全然、オリジナルの2枚のレコードより全然いい。
そして、聴く疲れも感じない。
崩れた真の姿のまま、演じることのない、「ナマのジョイ・ディヴィジョン」がここにはある。リアリティがある。
坂本龍一で言えば、「音楽図鑑」ではない「B-2Unit」のような、むき出しのひりひりした感じがある。
何回も録音をし、加工を加え、化粧をし、正装をし、ととのえた、礼儀正しいスタジオアルバム=面白くもなんとも無い録音物
ではないナマナマしさがあって、とてもいい。
ロックの大嫌いな自分が聴けるのは、ロックのイディオムではないということなのだ。ニューオーダーしかり、これはロックなどという安っぽい音楽ではない。
ライヴというと、すぐに、どのミュージシャンも「ロック的に」傾く。
僕の大好きなデペッシュ・モードでさえ、ライヴは情けないほど、夢を壊してくれるほどの「ロック的」世界である。

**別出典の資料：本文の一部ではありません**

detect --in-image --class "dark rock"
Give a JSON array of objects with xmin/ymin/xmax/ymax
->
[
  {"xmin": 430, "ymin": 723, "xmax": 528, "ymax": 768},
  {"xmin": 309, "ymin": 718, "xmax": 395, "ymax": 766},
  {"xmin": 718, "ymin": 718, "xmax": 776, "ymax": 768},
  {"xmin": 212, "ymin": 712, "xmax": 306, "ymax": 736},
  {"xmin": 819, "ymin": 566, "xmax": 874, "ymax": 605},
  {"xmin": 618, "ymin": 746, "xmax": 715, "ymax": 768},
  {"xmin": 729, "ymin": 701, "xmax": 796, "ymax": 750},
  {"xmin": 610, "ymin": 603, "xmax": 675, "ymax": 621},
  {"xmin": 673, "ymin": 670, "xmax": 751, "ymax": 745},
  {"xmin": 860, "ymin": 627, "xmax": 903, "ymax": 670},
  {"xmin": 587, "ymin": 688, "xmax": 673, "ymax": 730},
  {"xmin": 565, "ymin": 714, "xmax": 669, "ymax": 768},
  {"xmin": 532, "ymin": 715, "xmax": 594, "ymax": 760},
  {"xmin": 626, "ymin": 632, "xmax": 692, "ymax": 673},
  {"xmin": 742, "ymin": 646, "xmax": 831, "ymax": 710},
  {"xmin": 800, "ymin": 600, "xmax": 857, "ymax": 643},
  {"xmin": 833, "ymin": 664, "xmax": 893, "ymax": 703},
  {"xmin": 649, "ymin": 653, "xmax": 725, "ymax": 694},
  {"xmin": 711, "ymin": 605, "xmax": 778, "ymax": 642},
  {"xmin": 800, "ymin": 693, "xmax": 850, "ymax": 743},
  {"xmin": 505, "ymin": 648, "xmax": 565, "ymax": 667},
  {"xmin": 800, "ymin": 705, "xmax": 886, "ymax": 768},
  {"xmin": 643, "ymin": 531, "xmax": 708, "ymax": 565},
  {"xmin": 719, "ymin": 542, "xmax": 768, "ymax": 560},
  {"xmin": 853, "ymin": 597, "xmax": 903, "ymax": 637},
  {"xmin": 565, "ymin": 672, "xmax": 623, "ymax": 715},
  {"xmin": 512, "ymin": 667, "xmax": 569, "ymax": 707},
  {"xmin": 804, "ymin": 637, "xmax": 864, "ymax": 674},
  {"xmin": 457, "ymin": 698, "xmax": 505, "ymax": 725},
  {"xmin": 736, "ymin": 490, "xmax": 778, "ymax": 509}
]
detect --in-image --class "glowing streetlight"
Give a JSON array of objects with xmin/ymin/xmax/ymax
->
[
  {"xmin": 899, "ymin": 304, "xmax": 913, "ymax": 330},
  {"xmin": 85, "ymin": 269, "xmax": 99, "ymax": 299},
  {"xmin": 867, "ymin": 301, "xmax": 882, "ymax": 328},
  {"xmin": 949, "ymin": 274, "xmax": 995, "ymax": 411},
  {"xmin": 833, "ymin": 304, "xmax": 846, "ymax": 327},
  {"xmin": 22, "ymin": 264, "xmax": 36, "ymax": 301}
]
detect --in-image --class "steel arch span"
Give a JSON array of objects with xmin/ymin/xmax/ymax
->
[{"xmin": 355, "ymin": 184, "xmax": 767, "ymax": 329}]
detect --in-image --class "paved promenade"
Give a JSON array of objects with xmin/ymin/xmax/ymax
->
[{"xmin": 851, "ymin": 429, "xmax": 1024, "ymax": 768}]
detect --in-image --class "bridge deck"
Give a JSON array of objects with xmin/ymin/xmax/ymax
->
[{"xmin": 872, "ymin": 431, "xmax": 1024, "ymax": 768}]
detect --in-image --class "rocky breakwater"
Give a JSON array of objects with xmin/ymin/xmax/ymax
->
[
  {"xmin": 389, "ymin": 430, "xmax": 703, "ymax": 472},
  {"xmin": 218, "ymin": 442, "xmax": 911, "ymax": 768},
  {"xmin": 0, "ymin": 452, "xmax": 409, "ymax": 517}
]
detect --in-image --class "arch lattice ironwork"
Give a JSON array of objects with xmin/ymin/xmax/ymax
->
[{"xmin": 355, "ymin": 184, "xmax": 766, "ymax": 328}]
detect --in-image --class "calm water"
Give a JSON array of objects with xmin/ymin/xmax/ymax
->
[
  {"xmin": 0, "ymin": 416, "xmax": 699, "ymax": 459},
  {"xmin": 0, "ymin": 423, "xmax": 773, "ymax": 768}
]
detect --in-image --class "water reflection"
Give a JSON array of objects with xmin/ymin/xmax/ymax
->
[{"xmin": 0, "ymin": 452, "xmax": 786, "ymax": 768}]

それを何とかごまかして聴いているのが大半だが、この「Still」は、なかなか面白くすんなりと聴ける。
むしろ、オリジナルアルバムの2枚には、本当のジョイ・ディヴィジョンはいない。どうせ聴くなら、この2枚組みを聴くことをおすすめする。
どうしようもなく下手で、どうしようもなく稚いが、ここには、リアルな音楽がある。
エモーショナルなのに、汗を感じさせないところがいい。